I've got a few announcements to make, for those interested:
First, I am extremely delighted to be starting a research sabbatical from George Washington University This is my first sabbatical in a very long time -- in fact, my first since 2001, when my first sabbatical at Williams College was abruptly interrupted in its second week by 9/11. That means I won't be teaching, doing administrative work, or showing my face much around George Washington University. I am staying in the DC area, though, and I will still be fully running the Project on Middle East Political Science, working as a contributing editor at the Monkey Cage blog, and doing a bunch of other things which may not be what smarter academics would consider "sabbatical."
My sabbatical does mean that after six incredibly rewarding years, I have stepped down as the director of the Elliott School of International Affairs Middle East Studies Program and the Institute for Middle East Studies. The Institute is now back in the very capable hands of founding director Nathan Brown, ably assisted by Associate Director Shana Marshall. If you have any questions about the program, ask them!
My primary project for the next few months is finishing The New Arab Wars: Uprising and Anarchy Across the Middle East, my new book set to be published by Public Affairs in the spring. I will have much more to share about this book soon. In the meantime, if I'm not tweeting much, declining media or reviewing invitations, or not attending events, that's why.
My sabbatical isn't the only big professional change. I am thrilled to announce that I have joined the Carnegie Endowment for International Peace as a nonresident senior associate. I will be working with the Middle East Program on a broad range of issues related to Arab politics. I couldn't be more excited about joining the outstanding Carnegie team, or about some of the projects we have in the works.
The only downside to joining Carnegie is that I have had to end my long affiliation with the Center for a New American Security. CNAS has been a fantastic home for many years, and I am deeply grateful to all the great people there for the support and the opportunity to publish substantive reports which hopefully made a difference on policy towards Syria (2012's Helping Syria Without War, 2013's Syria's Hard Landing, and 2014's The Tourniquet), Iran (2011's Upheaval), public diplomacy and counter-terrorism (2010's Rhetoric and Reality, which really should have gone by the Biggie-inspired original title Silence and Violence), and public diplomacy (2009's America's Extended Hand, with Kristin Lord). A million thanks to all the great scholars, policy practitioners and staff who worked with me over the years at CNAS.
By the way, have you noticed my awesome semi-new "To Abu Aardvark From Cerebus the Aardvark" avatar? This is a Dave Sim original commission and I love it. Thanks, Dave!
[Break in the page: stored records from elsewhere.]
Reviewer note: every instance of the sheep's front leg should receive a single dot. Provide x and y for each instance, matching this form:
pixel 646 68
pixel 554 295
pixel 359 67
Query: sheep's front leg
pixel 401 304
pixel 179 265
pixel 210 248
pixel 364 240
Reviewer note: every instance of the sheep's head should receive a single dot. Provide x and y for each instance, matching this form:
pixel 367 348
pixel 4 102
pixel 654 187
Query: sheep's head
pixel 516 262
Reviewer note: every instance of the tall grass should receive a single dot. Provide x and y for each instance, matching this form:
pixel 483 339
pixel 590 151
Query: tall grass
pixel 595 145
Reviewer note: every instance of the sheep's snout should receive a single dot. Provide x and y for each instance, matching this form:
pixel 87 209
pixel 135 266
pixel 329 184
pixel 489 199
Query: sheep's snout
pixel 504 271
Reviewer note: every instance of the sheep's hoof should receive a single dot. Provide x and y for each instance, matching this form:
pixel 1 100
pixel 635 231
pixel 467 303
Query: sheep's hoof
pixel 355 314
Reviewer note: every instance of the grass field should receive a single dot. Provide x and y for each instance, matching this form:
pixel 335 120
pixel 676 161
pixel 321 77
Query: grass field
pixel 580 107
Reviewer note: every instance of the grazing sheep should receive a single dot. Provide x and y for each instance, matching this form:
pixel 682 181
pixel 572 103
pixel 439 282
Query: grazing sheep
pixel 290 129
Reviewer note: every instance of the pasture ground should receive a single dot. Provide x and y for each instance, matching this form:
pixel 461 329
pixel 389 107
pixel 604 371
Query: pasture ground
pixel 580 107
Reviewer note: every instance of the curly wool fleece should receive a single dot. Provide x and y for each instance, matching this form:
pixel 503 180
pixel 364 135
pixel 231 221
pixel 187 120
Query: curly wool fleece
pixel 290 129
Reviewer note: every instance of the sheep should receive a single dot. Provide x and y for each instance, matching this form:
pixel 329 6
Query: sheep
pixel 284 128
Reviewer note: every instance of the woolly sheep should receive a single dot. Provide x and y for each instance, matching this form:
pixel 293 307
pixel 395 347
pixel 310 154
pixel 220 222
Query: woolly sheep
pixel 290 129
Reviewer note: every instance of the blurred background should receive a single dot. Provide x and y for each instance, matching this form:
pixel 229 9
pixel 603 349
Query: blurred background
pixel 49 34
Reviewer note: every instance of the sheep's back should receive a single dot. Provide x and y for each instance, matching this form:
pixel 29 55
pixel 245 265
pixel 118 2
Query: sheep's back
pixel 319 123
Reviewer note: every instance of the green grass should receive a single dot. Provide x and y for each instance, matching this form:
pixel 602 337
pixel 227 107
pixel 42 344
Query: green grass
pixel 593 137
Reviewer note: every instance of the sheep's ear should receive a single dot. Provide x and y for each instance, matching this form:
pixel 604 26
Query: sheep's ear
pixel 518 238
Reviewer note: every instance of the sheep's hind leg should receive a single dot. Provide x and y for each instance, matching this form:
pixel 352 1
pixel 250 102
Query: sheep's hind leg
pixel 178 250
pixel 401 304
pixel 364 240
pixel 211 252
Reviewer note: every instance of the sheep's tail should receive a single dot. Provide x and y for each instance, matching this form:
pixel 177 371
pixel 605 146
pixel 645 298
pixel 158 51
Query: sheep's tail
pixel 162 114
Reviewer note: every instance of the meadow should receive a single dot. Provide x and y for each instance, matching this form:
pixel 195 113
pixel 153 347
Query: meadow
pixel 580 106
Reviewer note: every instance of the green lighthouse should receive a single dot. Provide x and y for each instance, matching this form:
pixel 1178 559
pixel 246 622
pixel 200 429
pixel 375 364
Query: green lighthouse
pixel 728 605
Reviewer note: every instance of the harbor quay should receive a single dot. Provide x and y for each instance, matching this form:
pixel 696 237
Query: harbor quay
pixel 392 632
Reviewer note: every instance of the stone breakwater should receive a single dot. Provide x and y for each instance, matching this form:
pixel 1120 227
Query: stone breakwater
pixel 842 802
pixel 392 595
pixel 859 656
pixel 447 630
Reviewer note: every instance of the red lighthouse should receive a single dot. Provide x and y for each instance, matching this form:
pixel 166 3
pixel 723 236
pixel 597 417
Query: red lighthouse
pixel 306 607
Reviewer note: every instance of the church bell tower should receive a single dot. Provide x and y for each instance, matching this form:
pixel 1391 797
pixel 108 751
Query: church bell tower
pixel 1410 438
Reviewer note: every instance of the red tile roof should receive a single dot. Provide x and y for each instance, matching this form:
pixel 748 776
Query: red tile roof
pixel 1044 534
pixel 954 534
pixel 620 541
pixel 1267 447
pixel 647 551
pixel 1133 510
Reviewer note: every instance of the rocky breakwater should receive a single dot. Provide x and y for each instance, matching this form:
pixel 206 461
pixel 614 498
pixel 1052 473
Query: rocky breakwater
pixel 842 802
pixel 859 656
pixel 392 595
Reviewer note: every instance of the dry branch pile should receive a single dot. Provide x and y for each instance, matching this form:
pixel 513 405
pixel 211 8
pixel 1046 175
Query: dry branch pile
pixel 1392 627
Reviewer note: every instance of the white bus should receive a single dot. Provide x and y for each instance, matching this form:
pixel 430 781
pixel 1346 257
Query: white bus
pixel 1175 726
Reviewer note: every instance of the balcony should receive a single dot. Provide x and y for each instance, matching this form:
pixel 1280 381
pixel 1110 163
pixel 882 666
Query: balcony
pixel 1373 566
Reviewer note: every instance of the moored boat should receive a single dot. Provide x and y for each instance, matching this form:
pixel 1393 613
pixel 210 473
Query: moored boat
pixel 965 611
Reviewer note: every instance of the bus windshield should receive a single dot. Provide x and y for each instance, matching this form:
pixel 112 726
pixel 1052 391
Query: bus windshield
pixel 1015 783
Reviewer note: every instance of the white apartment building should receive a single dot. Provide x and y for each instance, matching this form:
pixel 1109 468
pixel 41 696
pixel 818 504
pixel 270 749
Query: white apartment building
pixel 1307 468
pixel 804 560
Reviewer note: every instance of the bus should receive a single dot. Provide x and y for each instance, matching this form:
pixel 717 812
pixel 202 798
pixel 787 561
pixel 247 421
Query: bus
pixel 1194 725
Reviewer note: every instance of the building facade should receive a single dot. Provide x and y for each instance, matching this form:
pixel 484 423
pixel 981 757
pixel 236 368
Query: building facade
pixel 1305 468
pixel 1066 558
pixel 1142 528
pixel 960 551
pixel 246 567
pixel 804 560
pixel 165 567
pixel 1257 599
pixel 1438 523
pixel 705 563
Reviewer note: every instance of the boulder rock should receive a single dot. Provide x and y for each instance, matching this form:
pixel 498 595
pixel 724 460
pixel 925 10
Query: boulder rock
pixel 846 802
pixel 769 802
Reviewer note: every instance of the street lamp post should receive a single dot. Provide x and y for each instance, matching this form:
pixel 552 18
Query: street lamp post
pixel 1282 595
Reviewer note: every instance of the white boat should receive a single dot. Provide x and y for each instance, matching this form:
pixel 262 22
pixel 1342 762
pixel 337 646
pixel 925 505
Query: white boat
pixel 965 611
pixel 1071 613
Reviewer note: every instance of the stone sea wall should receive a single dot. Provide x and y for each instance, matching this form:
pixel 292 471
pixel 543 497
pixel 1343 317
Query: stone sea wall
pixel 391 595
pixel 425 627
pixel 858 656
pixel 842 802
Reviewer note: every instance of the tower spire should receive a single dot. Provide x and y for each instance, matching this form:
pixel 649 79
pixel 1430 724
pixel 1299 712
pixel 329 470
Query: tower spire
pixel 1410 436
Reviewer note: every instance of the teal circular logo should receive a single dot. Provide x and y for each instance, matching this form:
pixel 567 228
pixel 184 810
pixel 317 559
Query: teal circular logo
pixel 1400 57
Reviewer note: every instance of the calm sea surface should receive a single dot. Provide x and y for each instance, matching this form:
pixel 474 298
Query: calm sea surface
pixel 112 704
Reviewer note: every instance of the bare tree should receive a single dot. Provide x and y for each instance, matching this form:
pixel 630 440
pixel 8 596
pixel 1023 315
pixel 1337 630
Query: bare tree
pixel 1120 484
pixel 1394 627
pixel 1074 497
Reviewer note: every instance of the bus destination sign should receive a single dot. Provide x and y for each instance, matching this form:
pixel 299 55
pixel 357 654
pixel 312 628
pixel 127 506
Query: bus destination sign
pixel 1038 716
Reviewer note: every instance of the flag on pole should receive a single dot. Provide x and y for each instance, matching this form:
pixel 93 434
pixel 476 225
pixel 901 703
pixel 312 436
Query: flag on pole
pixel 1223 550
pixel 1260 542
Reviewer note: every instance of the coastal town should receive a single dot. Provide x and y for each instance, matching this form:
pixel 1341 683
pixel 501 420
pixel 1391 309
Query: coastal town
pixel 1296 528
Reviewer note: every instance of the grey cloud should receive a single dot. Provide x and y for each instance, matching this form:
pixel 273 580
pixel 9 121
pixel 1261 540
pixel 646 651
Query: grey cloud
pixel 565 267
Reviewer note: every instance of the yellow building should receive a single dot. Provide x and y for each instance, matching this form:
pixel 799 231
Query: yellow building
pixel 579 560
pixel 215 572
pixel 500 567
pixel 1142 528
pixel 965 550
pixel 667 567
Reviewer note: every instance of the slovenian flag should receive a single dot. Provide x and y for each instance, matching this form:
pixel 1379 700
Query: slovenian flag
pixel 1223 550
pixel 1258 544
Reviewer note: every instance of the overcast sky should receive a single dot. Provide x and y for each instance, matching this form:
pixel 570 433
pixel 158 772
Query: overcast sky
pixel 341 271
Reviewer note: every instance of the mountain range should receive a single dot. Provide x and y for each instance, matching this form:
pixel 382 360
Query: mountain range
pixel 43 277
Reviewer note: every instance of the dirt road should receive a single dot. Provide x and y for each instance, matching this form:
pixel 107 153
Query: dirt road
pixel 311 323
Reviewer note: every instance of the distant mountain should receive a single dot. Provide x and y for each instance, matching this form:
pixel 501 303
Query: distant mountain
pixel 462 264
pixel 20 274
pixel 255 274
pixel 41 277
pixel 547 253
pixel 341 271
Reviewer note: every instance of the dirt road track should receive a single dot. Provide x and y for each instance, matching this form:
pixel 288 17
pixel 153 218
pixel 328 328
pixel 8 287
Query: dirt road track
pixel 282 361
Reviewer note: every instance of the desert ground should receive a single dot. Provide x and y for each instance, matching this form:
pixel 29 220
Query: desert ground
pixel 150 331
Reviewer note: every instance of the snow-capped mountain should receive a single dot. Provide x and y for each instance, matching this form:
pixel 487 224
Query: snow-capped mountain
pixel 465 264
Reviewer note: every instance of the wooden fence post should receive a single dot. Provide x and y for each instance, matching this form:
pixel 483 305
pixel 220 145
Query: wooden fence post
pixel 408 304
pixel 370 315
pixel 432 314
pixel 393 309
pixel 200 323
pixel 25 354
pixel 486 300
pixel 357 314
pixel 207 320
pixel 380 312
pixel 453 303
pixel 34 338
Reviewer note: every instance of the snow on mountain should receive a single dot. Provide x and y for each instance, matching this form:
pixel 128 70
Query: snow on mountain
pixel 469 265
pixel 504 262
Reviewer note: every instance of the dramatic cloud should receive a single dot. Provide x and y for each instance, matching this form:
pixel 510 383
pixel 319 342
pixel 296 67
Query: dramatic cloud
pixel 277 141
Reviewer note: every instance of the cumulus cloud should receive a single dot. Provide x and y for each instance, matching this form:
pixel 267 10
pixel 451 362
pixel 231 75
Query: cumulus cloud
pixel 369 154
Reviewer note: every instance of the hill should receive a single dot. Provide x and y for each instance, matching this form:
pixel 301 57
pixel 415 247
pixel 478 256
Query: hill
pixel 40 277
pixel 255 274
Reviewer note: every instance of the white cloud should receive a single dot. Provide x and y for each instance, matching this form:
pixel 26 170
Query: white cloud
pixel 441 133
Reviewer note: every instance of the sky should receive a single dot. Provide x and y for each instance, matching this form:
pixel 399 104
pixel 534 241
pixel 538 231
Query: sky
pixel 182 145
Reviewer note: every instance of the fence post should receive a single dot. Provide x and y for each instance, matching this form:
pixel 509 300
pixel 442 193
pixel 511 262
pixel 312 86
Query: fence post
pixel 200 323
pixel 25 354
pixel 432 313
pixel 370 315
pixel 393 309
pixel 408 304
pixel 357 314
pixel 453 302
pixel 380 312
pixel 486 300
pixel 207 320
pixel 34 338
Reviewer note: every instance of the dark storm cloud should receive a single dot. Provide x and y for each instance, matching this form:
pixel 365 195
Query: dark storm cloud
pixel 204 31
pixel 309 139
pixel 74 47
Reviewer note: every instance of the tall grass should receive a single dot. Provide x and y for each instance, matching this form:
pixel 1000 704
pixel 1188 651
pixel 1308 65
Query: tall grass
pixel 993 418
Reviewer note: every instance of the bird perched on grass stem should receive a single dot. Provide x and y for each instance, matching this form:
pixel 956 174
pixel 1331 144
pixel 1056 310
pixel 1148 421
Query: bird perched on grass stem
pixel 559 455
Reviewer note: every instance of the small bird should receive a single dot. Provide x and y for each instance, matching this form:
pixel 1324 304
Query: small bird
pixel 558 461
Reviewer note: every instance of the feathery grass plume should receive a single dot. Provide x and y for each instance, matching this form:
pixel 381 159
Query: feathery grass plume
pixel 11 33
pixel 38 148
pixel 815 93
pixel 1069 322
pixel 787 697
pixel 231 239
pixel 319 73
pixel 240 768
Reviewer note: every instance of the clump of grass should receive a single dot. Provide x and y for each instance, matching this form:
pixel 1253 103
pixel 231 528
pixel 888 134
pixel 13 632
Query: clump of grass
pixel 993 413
I launched Abu Aardvark as a stand-alone, pseudonymous blog almost exactly thirteen years ago. An awful lot has changed since then, and at this point I barely blog at all. Still, in terms of Dave Sim's 300 issue, 27 year Cerebus the Aardvark epic, Abu Aardvark is still only somewhere around the Jaka's Story/Melmoth interlude between the climax of Church and State and the launch of Mothers and Daughters. That's not a bad place to spend a sabbatical.